Jones was signed by David Pleat at Luton for £10,000, aged 22, but never made a senior appearance. At this point, Jones considered quitting the game but decided to get experience abroad. ‘I was homesick at Luton, so I went to Spain,’ he said with a laugh last season.
After studying Antonio Gomez, their boss, he joined Badajoz (now Numancia), a lower-league team. There he realized his ambition to be a coach.

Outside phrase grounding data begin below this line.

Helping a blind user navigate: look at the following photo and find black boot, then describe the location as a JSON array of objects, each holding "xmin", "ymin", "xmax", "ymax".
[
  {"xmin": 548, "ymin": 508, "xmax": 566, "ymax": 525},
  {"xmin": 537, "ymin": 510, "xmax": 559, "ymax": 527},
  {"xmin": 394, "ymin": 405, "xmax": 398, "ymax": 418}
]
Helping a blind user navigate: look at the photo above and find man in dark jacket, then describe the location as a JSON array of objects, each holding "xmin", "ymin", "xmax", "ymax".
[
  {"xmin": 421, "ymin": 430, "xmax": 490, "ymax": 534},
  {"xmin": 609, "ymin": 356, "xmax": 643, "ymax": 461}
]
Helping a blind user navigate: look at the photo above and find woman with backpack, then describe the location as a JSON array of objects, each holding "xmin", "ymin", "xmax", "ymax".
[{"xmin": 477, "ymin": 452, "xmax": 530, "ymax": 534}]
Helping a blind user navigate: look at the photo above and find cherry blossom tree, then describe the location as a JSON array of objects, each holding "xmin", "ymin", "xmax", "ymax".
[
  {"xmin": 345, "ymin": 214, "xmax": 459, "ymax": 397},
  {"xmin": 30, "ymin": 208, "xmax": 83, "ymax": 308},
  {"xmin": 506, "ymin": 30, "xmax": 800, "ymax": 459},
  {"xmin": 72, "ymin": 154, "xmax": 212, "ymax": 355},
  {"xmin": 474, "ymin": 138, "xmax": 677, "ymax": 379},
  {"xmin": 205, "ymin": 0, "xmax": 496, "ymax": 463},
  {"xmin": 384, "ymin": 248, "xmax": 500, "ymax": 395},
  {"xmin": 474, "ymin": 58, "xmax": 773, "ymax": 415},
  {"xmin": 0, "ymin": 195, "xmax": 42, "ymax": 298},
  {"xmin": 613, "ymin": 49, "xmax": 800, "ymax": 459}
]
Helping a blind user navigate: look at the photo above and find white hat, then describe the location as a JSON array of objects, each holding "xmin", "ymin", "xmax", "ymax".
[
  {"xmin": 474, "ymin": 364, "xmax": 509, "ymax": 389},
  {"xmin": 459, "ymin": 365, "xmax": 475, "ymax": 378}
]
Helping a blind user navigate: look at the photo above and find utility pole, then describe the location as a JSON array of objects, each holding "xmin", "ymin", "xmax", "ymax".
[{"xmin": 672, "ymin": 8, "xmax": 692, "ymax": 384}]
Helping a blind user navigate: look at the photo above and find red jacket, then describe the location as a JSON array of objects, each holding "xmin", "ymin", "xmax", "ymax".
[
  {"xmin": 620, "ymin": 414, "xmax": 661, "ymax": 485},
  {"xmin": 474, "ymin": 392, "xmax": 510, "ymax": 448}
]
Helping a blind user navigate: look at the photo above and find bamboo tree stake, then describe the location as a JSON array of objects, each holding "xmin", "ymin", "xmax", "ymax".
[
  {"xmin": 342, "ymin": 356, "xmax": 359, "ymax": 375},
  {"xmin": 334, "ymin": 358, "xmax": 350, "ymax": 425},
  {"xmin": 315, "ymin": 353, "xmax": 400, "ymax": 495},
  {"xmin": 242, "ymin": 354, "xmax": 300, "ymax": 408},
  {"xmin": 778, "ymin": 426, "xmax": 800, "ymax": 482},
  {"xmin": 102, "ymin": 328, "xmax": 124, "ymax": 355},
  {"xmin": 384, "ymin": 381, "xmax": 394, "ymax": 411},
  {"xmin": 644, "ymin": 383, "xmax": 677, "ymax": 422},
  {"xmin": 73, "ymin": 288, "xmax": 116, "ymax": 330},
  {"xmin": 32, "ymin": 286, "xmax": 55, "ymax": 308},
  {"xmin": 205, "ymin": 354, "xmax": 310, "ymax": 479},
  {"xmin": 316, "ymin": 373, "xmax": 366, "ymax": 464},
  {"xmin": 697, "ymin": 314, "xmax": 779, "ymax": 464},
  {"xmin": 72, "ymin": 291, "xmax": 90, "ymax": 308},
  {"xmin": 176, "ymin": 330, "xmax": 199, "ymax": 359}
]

Jones, a student of football who rose from the ashes of English football, is an expert on the game.
‘The life experience was tremendous and it taught me a lot,’ he said. ‘Particularly the style of Spanish football and a different way of training and preparing for matches.’
His WhatsApp status reads trabajando, Spanish for ‘working’, and he is fluent in the language. The Welshman has several tattoos, such as Michelangelo’s Creation of Adam draped across his back. He openly discusses his Christian faith and his favourite passage is Psalm 46:10, ‘Be still and know that I am God.’
Jones played for Brighton, Southend, Yeovil and Spanish lower-league outfit Numancia
After returning to England and playing for Southend and Brighton, he mixed playing at Yeovil with coaching their women’s side. Jones also coached at Huish Park. He took a job under Oscar Garcia at Brighton in 2013 after a stint coaching Charlton’s Under 21s, before he left for League Two Luton in 2016.
‘You buy into the manager because he is an infectious character,’ said Harry Cornick, the Luton striker. ‘What he says, you believe. When you see how much he believes in himself, you believe in him.’
Jones proved his authority when he signed eight new players and released 12 players from the team at the end his first season. Luton was defeated in the play-offs, but was promoted to League One the following year.
Then came the move from Stoke. In a club that boasts top-level talent, he won only six of the 38 games. ‘You never fail,’ insisted the compulsive nail-biter. ‘You just learn. It wasn’t a successful time, but I learned what it takes at a big club, the things I’d do differently.’
After returning to Luton and guiding them to the play-offs, Jones’s chance at a big club comes again.
‘What you strive for is to have a group of players who have those qualities I noticed in the Yeovil women’s team: receptive, responsive and committed,’ he said last year. ‘If you have that, it doesn’t matter where or what level you are at.’